The road had no speed limit in those days and I recall being fascinated at the age of about eight to see a Ford Thames 6cwt van collide with the back of the stationary school coach parked almost opposite the cottages; I think the van driver broke his leg but fortunately no-one else was hurt although the bonnet of the old van was crushed to a triangle shape where he had swerved and struck the back of the coach side-on.
A little further up on the left was Shelford's yard, an old dairy which was used as a second-hand dealers. The ramshackle stables and cart-sheds were full of old furniture, some of which found its way to our house, including my first 'grown-up' iron frame bed and a pine wash stand with an asbestos top bought for use as a toy cupboard! I seem to recall that it cost 4/6d which my mother thought extortionate.
Fifty yards or so beyond Boyce's Store, which became a 'VG Superstore' in the mid 60's an operation later bought out by Spar, was Latchingdon Garage where the now sadly departed Robin Simpson ran a workshop and sold National Benzol petrol at 5/6 a gallon; opposite that was the Bluebell Cafe, a rest stop for lorry drivers and on Summer weekends mods and rockers; the first place I remember seeing a juke box; on that site now is a Shell garage.

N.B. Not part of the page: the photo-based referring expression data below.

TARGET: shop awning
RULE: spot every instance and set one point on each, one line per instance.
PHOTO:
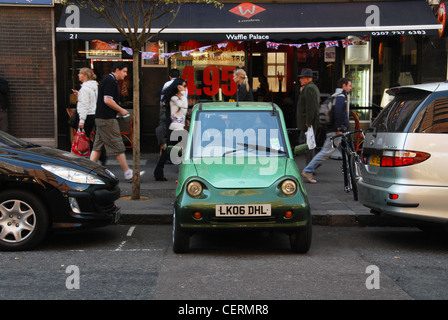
(271, 22)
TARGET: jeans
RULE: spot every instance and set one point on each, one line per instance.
(324, 153)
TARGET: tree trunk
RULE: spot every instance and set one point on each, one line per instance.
(136, 128)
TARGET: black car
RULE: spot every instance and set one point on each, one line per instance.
(42, 188)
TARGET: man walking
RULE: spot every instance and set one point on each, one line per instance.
(339, 123)
(107, 131)
(307, 108)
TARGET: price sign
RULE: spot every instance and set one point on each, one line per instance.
(213, 80)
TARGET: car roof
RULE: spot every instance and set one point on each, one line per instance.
(430, 87)
(232, 106)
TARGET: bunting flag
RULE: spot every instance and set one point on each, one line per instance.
(269, 44)
(167, 55)
(113, 45)
(347, 42)
(128, 50)
(272, 45)
(329, 44)
(222, 44)
(312, 45)
(148, 55)
(187, 53)
(202, 49)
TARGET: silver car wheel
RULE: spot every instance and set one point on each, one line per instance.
(17, 221)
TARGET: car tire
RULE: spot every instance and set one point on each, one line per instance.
(24, 220)
(300, 239)
(181, 238)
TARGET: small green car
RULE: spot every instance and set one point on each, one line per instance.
(238, 172)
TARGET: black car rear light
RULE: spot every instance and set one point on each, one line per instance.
(393, 158)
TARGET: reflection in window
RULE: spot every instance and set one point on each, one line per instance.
(435, 119)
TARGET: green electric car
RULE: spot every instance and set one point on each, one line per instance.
(238, 172)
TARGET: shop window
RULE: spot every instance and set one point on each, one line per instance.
(276, 68)
(208, 69)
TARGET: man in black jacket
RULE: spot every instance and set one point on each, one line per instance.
(339, 123)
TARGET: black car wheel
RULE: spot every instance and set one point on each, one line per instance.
(23, 220)
(301, 238)
(181, 238)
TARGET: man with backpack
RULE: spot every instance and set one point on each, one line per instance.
(307, 108)
(338, 122)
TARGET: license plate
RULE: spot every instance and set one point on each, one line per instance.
(375, 160)
(243, 210)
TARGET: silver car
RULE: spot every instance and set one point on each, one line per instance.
(405, 155)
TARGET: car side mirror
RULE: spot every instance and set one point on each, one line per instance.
(301, 149)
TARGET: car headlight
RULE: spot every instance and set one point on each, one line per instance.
(194, 188)
(72, 175)
(289, 187)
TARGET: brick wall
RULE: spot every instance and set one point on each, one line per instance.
(26, 62)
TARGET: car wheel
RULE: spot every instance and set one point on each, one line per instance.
(23, 220)
(181, 238)
(300, 239)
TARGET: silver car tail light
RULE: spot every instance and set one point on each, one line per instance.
(393, 158)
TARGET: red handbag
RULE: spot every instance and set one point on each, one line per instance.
(81, 144)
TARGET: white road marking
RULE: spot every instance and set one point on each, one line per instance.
(130, 231)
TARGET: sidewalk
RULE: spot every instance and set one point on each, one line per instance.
(330, 205)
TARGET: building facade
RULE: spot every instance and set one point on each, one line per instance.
(376, 44)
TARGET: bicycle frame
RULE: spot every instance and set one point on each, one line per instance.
(351, 161)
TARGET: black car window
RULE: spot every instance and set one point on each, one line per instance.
(10, 141)
(397, 114)
(434, 118)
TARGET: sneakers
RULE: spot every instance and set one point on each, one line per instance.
(128, 176)
(307, 177)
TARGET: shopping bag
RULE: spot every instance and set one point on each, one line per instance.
(74, 120)
(310, 141)
(81, 144)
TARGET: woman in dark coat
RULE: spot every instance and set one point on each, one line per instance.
(244, 91)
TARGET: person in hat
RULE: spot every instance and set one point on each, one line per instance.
(307, 107)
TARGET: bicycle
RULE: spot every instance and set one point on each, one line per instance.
(351, 161)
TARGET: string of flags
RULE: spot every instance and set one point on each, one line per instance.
(269, 44)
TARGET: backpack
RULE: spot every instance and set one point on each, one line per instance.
(326, 110)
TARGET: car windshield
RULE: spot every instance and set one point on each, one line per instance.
(10, 141)
(396, 115)
(238, 133)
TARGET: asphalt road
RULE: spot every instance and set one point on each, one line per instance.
(137, 263)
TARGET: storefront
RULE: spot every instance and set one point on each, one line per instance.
(27, 66)
(272, 41)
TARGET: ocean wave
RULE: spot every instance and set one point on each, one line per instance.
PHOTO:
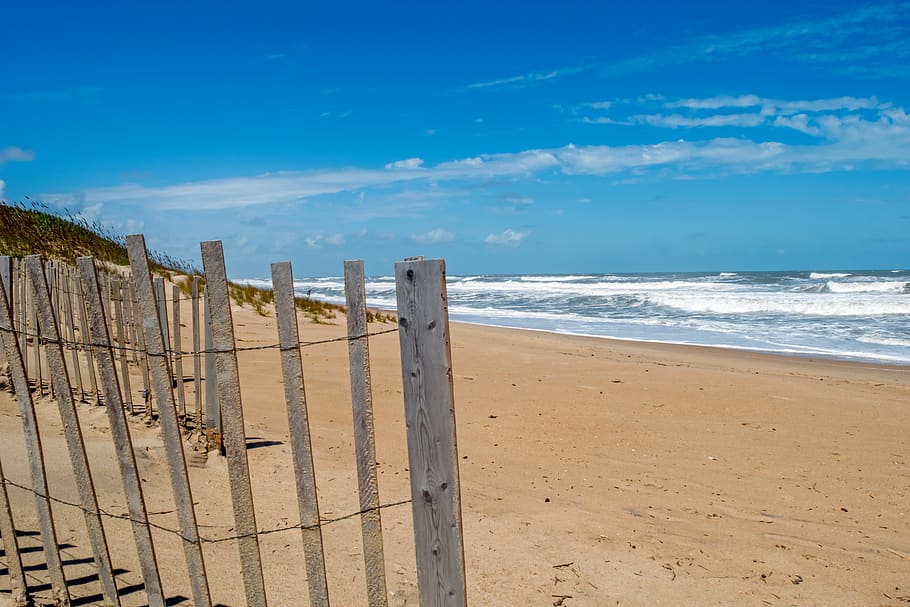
(802, 306)
(818, 275)
(867, 286)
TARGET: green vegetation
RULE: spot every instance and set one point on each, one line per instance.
(34, 228)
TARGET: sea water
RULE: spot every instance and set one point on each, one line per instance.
(855, 315)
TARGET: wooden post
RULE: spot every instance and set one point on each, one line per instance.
(14, 355)
(142, 350)
(23, 317)
(67, 308)
(212, 404)
(6, 283)
(232, 411)
(162, 316)
(178, 358)
(170, 426)
(122, 339)
(299, 429)
(364, 436)
(429, 405)
(121, 434)
(57, 367)
(87, 342)
(197, 380)
(17, 586)
(36, 342)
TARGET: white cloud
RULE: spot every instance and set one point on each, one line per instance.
(878, 137)
(527, 79)
(779, 106)
(507, 238)
(434, 236)
(12, 153)
(716, 120)
(318, 240)
(407, 163)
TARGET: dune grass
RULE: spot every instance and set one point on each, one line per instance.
(33, 228)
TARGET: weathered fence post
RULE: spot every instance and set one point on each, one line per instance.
(232, 411)
(197, 380)
(57, 369)
(70, 323)
(426, 369)
(16, 361)
(364, 438)
(178, 358)
(122, 339)
(170, 426)
(121, 434)
(87, 343)
(6, 283)
(299, 429)
(17, 585)
(212, 403)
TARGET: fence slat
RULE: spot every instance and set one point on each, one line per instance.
(120, 433)
(6, 282)
(161, 382)
(67, 309)
(426, 369)
(364, 436)
(122, 339)
(17, 585)
(178, 358)
(33, 448)
(234, 434)
(299, 430)
(212, 406)
(86, 342)
(197, 379)
(57, 369)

Latchingdon was then and still is a place were Londoners move to to be in the countryside but it has gone considerably upmarket from the time when the most prosperous people in the village were those who worked for the CEGB at Bradwell Power Station which opened in 1963; there were not enough homes in the village of Bradwell-on-Sea and workers moved into the new council houses in Lawlinge Road behind the Church. The School opposite the Church was extended from just two classrooms to five to cope with the influx of primary age children also added at this time were a large cloakroom and indoor toilets all with shiny marble-look flooring throughout.
The Street is no longer the racetrack it once was and every last inch of open land has been built on along its length; whenever I go back it seems now to be almost a small town when compared to the village I grew up in.

 Comments & Feedback

Sat Aug 18th 2018, at 7:19 pm
Mike Fawcett commented:
Thank you for sharing your memories too. I do remember seeing your father riding his bike about the village.

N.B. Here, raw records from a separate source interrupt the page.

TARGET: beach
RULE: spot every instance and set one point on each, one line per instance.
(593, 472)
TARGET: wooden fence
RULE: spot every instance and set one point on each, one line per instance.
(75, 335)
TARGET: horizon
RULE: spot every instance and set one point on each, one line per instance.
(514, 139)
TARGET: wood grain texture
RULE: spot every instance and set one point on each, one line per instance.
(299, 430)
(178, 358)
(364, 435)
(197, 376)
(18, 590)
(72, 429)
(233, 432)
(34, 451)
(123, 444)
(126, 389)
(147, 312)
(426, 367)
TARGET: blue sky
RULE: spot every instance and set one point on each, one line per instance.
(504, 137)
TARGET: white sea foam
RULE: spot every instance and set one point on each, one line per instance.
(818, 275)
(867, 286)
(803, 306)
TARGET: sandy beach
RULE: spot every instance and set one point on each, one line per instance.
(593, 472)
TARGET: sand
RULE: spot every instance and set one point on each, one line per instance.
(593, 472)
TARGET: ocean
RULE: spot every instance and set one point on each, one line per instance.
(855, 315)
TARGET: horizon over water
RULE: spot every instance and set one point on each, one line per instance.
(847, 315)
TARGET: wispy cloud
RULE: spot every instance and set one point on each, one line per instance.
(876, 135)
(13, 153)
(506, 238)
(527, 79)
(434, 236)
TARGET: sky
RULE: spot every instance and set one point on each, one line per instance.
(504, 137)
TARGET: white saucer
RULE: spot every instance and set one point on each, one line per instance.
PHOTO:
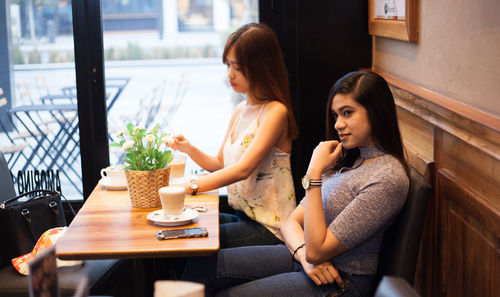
(108, 186)
(158, 217)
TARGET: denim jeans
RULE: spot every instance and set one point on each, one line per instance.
(265, 271)
(239, 230)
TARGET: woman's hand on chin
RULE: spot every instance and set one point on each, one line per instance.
(324, 156)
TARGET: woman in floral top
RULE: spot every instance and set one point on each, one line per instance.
(254, 159)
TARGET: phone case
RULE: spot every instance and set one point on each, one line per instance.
(164, 234)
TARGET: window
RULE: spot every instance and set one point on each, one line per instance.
(38, 112)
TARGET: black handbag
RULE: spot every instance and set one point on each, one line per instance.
(25, 218)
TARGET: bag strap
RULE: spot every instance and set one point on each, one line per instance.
(4, 204)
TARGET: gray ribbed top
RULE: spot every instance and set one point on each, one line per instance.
(359, 205)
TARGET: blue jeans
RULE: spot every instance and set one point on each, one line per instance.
(239, 230)
(265, 271)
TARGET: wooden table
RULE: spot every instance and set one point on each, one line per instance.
(108, 227)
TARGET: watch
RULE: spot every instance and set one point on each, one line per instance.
(308, 182)
(193, 185)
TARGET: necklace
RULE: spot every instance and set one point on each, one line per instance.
(368, 152)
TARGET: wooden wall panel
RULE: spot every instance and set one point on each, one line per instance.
(458, 147)
(479, 171)
(418, 139)
(470, 258)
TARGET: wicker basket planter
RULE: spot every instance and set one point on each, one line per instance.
(143, 186)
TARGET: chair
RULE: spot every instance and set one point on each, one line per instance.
(398, 256)
(15, 148)
(391, 286)
(12, 284)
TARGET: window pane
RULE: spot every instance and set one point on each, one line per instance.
(38, 114)
(172, 74)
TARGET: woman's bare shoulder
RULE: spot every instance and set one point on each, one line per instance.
(276, 108)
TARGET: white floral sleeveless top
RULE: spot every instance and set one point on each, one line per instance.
(267, 195)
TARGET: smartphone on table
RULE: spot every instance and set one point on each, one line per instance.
(181, 233)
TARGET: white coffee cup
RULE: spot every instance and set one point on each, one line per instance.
(115, 175)
(172, 200)
(170, 288)
(178, 166)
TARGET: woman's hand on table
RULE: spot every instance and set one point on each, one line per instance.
(324, 156)
(179, 142)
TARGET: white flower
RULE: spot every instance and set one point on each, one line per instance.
(128, 144)
(139, 128)
(168, 140)
(150, 138)
(120, 133)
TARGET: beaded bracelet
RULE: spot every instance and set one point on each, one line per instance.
(295, 251)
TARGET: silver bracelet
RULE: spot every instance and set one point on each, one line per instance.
(295, 251)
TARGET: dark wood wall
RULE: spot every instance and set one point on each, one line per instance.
(460, 249)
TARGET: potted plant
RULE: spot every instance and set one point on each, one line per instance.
(147, 157)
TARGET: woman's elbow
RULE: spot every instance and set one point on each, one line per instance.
(243, 172)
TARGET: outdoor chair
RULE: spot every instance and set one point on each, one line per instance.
(399, 253)
(14, 148)
(100, 272)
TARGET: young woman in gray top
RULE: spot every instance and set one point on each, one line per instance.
(354, 189)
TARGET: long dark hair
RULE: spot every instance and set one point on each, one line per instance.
(372, 92)
(259, 56)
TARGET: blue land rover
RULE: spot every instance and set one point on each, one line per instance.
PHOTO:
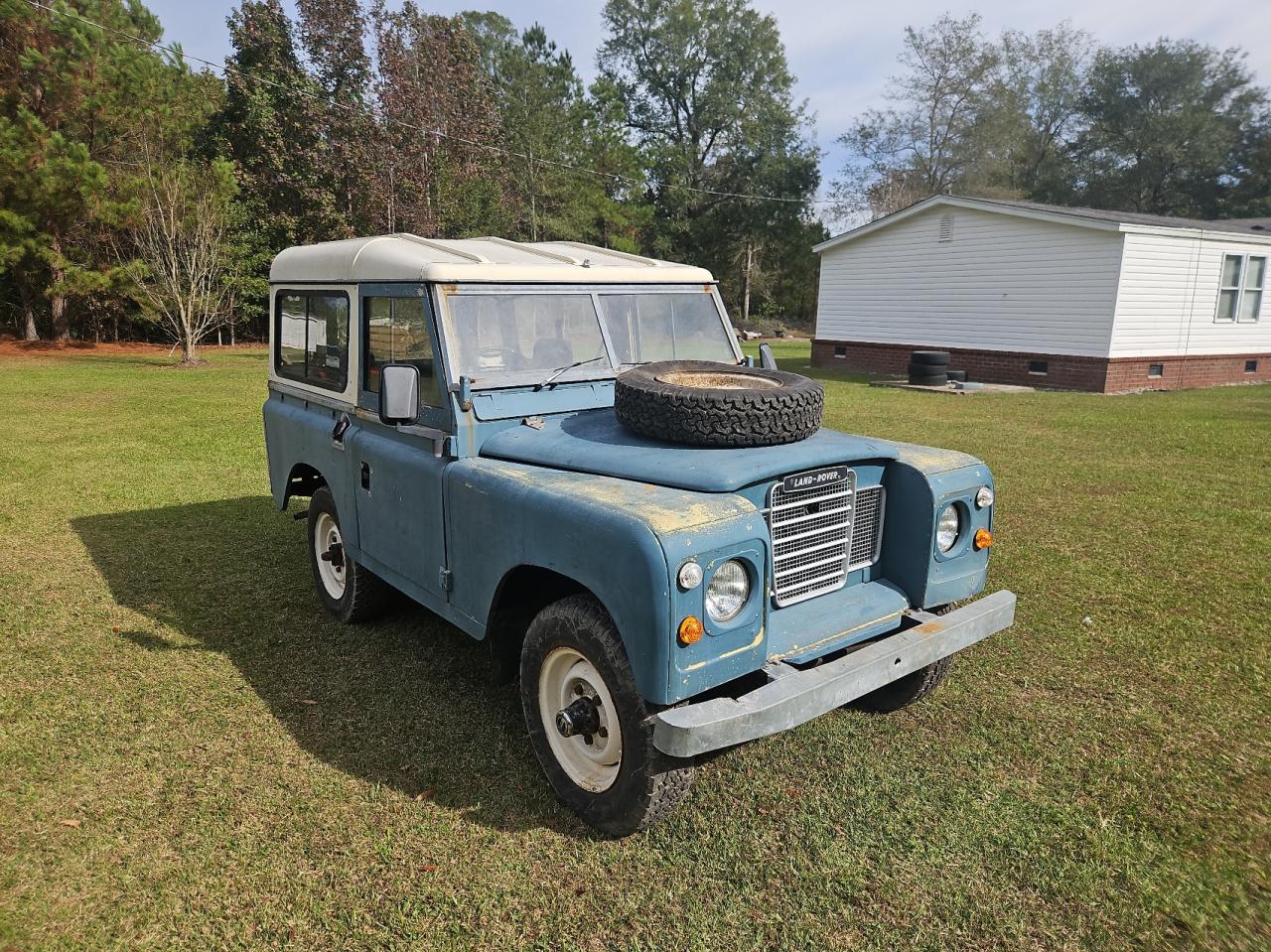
(561, 450)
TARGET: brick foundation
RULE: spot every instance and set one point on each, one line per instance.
(1062, 371)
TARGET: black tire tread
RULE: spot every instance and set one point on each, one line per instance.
(709, 417)
(366, 595)
(649, 785)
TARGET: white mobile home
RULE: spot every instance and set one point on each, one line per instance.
(1038, 294)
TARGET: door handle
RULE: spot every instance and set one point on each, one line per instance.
(337, 434)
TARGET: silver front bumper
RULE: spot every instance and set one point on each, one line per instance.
(793, 696)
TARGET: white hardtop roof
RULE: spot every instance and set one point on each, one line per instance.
(1243, 229)
(403, 257)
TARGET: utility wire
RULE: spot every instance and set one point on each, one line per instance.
(225, 68)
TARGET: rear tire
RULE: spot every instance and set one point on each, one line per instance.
(346, 589)
(613, 778)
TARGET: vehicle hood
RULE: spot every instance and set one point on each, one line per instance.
(594, 441)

I'm sure you're right that the name was Shelfer. I had always assumed it was 'Shelford' but I don't think I ever saw the name written-down. They did seem very elderly and I think the sister was called Ivy and was rather eccentric.

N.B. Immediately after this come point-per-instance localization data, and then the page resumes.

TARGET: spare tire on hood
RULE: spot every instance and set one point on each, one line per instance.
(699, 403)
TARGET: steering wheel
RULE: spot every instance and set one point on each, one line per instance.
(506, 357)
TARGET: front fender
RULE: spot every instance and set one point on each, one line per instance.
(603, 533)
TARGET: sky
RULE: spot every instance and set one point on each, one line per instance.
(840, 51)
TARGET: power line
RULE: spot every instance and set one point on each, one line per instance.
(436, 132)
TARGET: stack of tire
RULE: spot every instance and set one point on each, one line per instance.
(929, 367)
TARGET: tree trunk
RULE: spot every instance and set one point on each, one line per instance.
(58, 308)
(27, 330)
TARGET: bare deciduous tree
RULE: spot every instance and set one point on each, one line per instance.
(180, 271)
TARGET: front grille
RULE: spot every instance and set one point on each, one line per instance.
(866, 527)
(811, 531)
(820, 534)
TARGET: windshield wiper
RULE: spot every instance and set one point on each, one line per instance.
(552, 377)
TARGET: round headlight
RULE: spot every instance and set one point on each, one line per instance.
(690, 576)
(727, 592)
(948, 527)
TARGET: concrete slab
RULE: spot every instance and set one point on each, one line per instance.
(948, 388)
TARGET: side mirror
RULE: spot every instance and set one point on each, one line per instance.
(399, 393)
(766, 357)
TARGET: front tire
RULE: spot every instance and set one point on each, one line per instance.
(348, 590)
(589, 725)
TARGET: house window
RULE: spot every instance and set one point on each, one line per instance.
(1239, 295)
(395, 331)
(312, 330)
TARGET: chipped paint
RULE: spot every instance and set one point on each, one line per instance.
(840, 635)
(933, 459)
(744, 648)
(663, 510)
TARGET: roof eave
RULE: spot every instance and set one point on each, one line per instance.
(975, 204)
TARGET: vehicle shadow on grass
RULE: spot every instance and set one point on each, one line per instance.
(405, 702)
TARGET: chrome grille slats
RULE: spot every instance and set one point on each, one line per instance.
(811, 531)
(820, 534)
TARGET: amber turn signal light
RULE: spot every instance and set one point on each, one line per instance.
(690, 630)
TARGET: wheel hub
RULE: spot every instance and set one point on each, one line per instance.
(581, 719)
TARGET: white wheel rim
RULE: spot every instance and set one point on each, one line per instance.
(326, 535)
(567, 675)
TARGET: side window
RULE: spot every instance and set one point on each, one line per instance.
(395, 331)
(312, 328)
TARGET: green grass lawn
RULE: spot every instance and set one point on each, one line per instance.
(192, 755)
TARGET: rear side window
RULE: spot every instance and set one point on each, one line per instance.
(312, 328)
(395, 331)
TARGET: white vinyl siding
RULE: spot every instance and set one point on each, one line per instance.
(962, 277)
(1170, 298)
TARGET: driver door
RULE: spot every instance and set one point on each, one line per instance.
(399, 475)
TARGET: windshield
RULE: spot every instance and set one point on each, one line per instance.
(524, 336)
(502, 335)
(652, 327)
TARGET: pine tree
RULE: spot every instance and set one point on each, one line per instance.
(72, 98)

I also recall when quite young my mother threatening to take me across the road to see your father for an official Police telling-off if ever I refused to do what I was told!
Fri Aug 17th 2018, at 10:49 pm
jascottbrining commented:
My family moved to Latchingdon when I was about 8 - 1959. My father was the village policeman - PC Bill Lemon. Our house was opposite the Shelford’s (although I thought their name was Shelfer - but I must have misremembered). They were (to me) an old couple and the spinster sister of one of them lived with them. I loved rummaging around their shed and Mrs Shelford often gave me bits of Goss china to take home for my mother. The Baker familes - two brothers - llived next door to us and ran the farm. Rosemary Baker was my age and we played everywhere on the farm together. We performed plays in the stables, mucked out chicken sheds, helped on the hay bailer, washed heifers before shows, collected eggs and helped Mrs Baker make butter. Idyllic times. Thank you for reminding me of gentler times.